Fixed-sized Arrays
Who doesn't like a tuple with 1024 elements?
Let's say we want to statfs()
a mount point to determine which BSD device name it belongs to. In english, that means discover that /Volumes/MyDisk
comes from /dev/disk6s2
.
struct statfs fsinfo;
if (statfs(path, &fsinfo) != 0) {
//error
}
The equivalent Swift code, along with a POSIX error helper:
func posix_expects_zero<R: BinaryInteger>(_ f: @autoclosure () throws -> R) throws {
let returncode = try f()
if returncode != 0 {
// Substitute a custom error type here if you want,
// use strerror(returncode) to get the message as a C-string.

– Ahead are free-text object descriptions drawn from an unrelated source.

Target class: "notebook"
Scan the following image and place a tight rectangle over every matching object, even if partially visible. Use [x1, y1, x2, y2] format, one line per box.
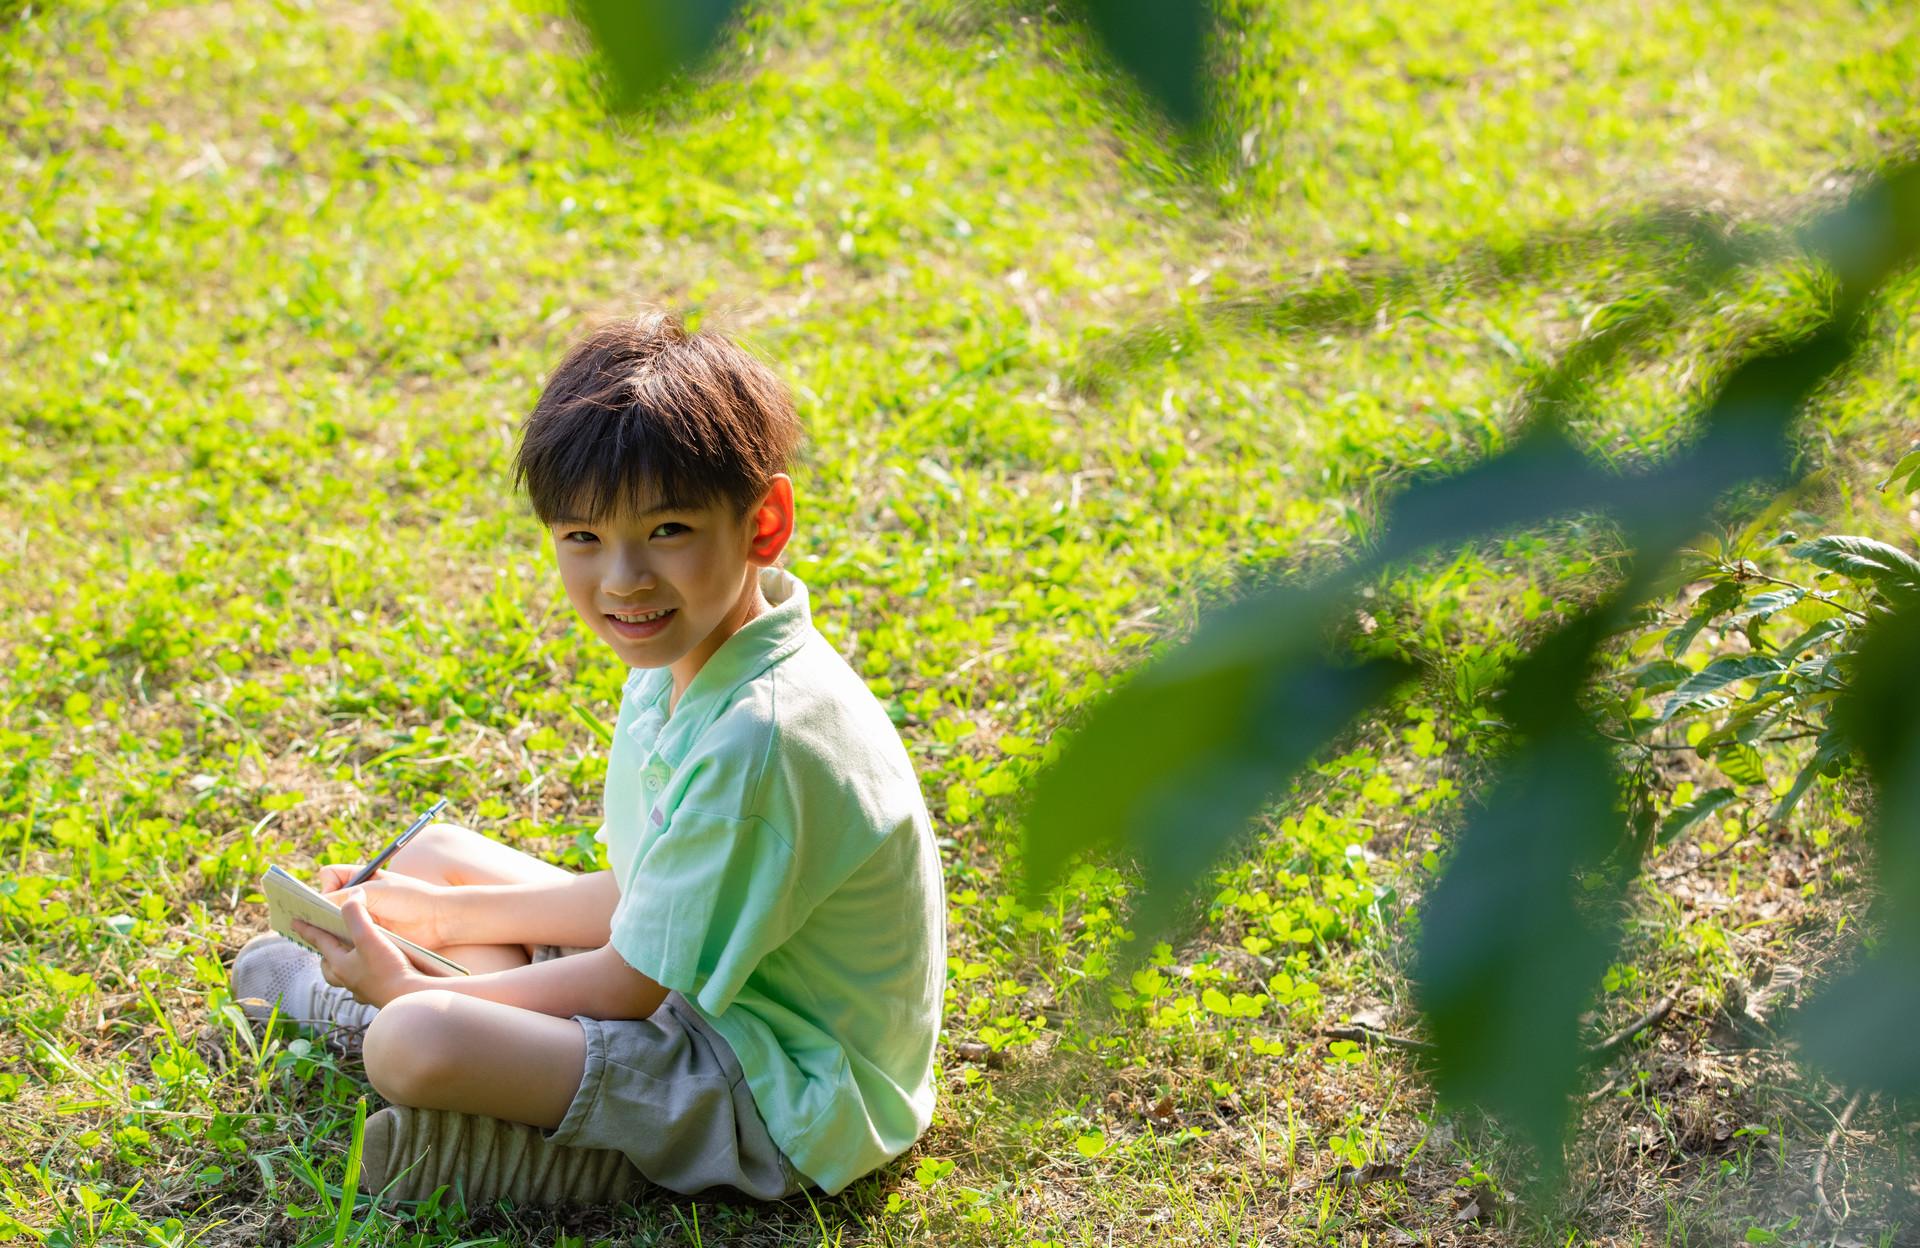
[260, 865, 469, 977]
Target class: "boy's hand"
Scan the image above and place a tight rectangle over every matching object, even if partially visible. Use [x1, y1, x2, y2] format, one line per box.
[294, 898, 425, 1009]
[316, 865, 449, 949]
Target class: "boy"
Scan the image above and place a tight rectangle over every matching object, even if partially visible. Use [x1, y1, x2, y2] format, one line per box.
[232, 310, 948, 1205]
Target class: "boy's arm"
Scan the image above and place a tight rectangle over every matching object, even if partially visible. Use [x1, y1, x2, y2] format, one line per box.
[415, 943, 669, 1021]
[436, 869, 622, 950]
[300, 900, 668, 1020]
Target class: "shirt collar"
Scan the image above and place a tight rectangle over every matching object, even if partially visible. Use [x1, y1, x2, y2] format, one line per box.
[626, 566, 813, 766]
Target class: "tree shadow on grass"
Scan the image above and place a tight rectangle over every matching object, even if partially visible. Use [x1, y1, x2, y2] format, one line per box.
[1070, 201, 1797, 414]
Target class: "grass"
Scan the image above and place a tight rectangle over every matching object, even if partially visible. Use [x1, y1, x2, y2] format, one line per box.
[3, 0, 1919, 1243]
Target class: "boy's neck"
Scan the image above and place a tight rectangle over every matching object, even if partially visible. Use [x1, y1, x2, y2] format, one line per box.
[666, 572, 771, 716]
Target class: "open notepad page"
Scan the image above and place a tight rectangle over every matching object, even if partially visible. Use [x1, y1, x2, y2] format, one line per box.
[261, 866, 469, 977]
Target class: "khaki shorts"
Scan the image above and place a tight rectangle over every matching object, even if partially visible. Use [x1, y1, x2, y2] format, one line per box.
[528, 945, 804, 1199]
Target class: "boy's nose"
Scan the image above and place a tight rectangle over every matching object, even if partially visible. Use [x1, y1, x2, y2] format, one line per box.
[603, 546, 657, 594]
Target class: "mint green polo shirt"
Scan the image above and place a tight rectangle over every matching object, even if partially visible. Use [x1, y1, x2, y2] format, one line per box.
[595, 566, 947, 1195]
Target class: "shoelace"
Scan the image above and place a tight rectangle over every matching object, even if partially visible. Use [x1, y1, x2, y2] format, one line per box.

// NSError does that for us automatically.
throw NSError(
domain: NSPOSIXErrorDomain,
code: numericCast(returncode),
userInfo: nil)
}
}
// Use the default empty initializer. Swift knows we mean the
// struct but I state it explicitly for clarity
var fsinfo: statfs = statfs()
statfs(path, &fsinfo)
C Imports
The call is defined in C as int statfs(const char *path, struct statfs *info)
. The struct has several fields but we're only concerned with mount-from-name:
struct statfs {
//...
char f_mntfromname[MAXPATHLEN];
//...
}
On Apple platforms MAXPATHLEN == PATH_MAX == 1024.
If you hard-code 1024 instead of using the appropriate #define my ghost will haunt you and your family for 12 generations.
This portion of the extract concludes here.